Recognizing this, investors worth nearly $10 trillion in assets have voiced their support of the transparency provision on multiple occasions throughout the SEC rule-making process. These global investors require detailed information on specific oil, gas, and mining projects to analyze a company’s exposure to risk and thus its costs of doing business. According to one study submitted to the SEC, public disclosure of payment information like that called for in the Cardin-Lugar provision could actually lower the cost of capital for companies by an estimated $6.3 to $12.6 billion.
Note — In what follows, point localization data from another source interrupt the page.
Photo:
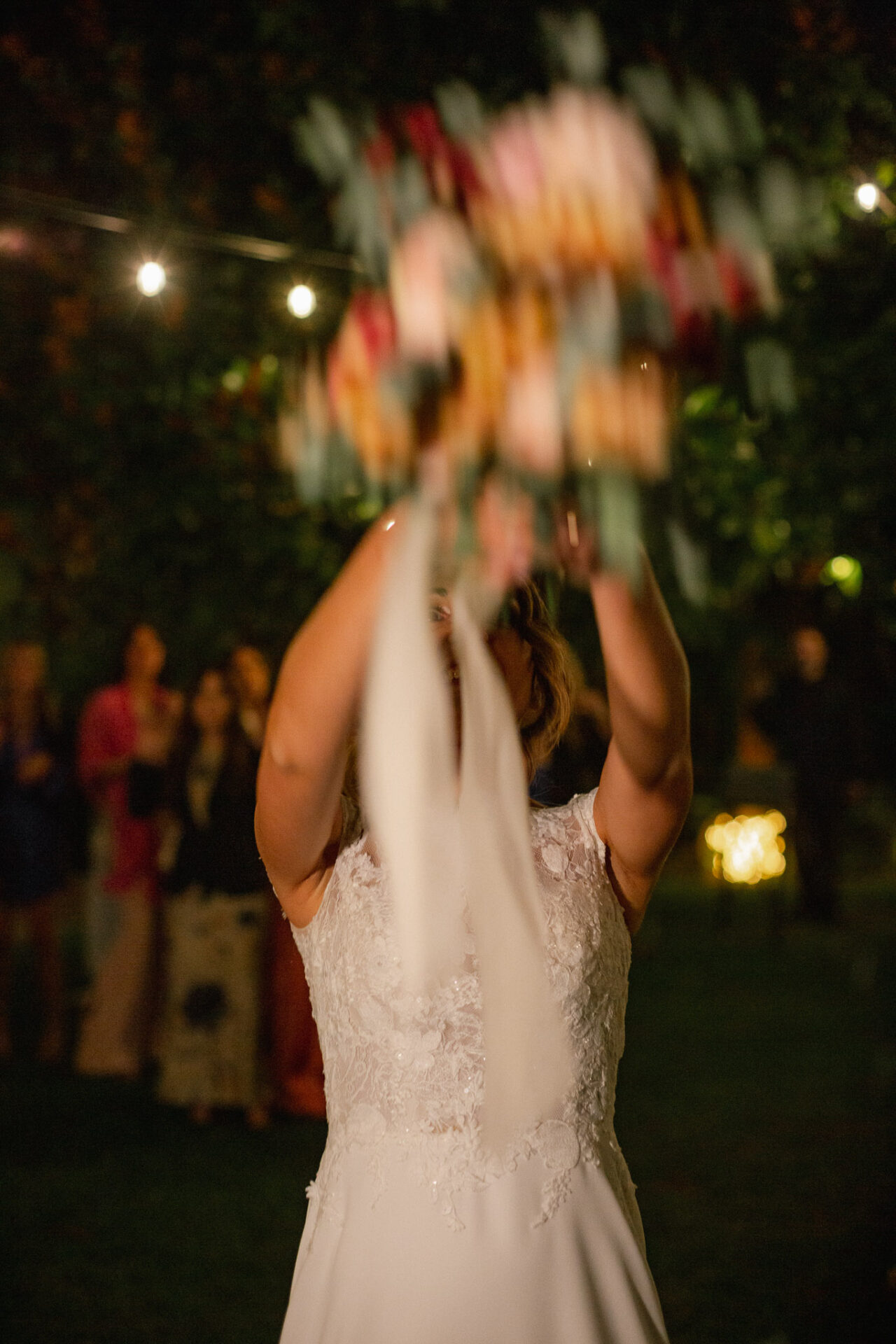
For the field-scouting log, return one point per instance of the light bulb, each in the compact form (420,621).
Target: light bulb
(868,197)
(150,279)
(301,302)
But it isn’t just investors in these U.S.-listed companies who are hurt by corruption and a lack of fiscal transparency. High levels of corruption, enabled by a lack of transparency, hinder economic growth and development worldwide. Investors often avoid countries with tremendous potential because they have corruptive reputations. To be clear, making payments to governments for mining licenses or oil blocks is perfectly legal when handled properly. As Americans we should want our companies to invest and to remain competitive. This can be accomplished without enabling corruption. Disclosing information should restrict the latter without hurting the former.

Transparency is particularly important in countries rich in natural resources that are too often afflicted with the resource curse: the economic paradox wherein resource-rich nations tend to have less economic growth, be less democratic, and suffer from poor development outcomes. Indeed, the OECD has found that corruption in the oil, gas, and mining industries is a major obstacle to economic development in countries around the world. Secret deals in this sector mean that large sums of money can too easily end up lining the pockets of corrupt government leaders instead of being added to government revenues, where they could help promote national development objectives.
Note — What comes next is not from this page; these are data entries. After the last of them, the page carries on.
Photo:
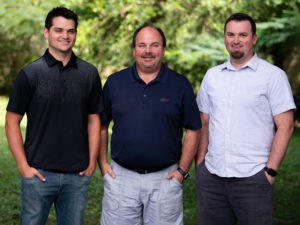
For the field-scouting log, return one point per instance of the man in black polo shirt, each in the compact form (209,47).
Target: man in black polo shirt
(150,105)
(62,98)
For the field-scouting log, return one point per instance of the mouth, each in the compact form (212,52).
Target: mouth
(148,57)
(236,48)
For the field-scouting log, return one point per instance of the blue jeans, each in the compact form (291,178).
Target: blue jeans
(68,192)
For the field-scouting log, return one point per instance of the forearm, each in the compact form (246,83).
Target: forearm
(102,158)
(203,145)
(203,139)
(281,140)
(279,148)
(189,149)
(15,140)
(94,127)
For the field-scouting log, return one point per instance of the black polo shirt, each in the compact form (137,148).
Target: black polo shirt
(57,101)
(148,118)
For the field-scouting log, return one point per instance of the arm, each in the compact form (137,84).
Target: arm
(15,142)
(203,139)
(285,126)
(93,128)
(188,153)
(102,159)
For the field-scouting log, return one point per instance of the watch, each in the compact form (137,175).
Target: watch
(184,174)
(270,171)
A lack of transparency in unstable, corrupt environments also fuels the growth of violent extremism. Research by Transparency International found that organizations such as ISIS take advantage of corruption both to recruit members and smuggle weapons. The problem is then compounded by governments weakened by corruption and unable to combat rising extremism.

Information and transparency can be powerful tools; they enable citizens to hold their own governments to account and promote citizen-oriented institutions. Of course, this is true here at home as well. Fewer than two years ago, Congress passed the Foreign Aid Transparency and Accountability Act, which requires U.S. government agencies to publicly share data on foreign assistance programs. If we agree that it is important for government bodies to be transparent about their spending overseas, why shouldn’t we expect the same from companies?

Members of Congress will have to address this question when they face the upcoming vote to repeal the Cardin-Lugar anti-corruption provision. Recognizing the benefits to U.S. investors, U.S. companies, and our foreign policy, lawmakers from both sides of the aisle should kill this ill-founded effort.

Congress can help the U.S. continue to lead global anti-corruption and transparency efforts by supporting the SEC in issuing a new rule that aligns with regulations in other markets. The State Department will continue to be the primary U.S. agency for foreign policy and the Justice Department continues to play a leading role in fighting corruption, but only the SEC has the authority to require corporate transparency.

By supporting robust implementation of the Cardin-Lugar provision and a strong SEC rule as Congress originally intended, we have a unique opportunity to protect both U.S. investors and international anti-corruption and transparency efforts at the same time.

John Niepold is the managing partner and a portfolio manager at SQM Frontier Management, L.P., and has been investing and working in Africa for more than 25 years. Eric G. Postel was an emerging markets investment banker for over 20 years before serving as the associate administrator of the United States Agency for International Development (USAID).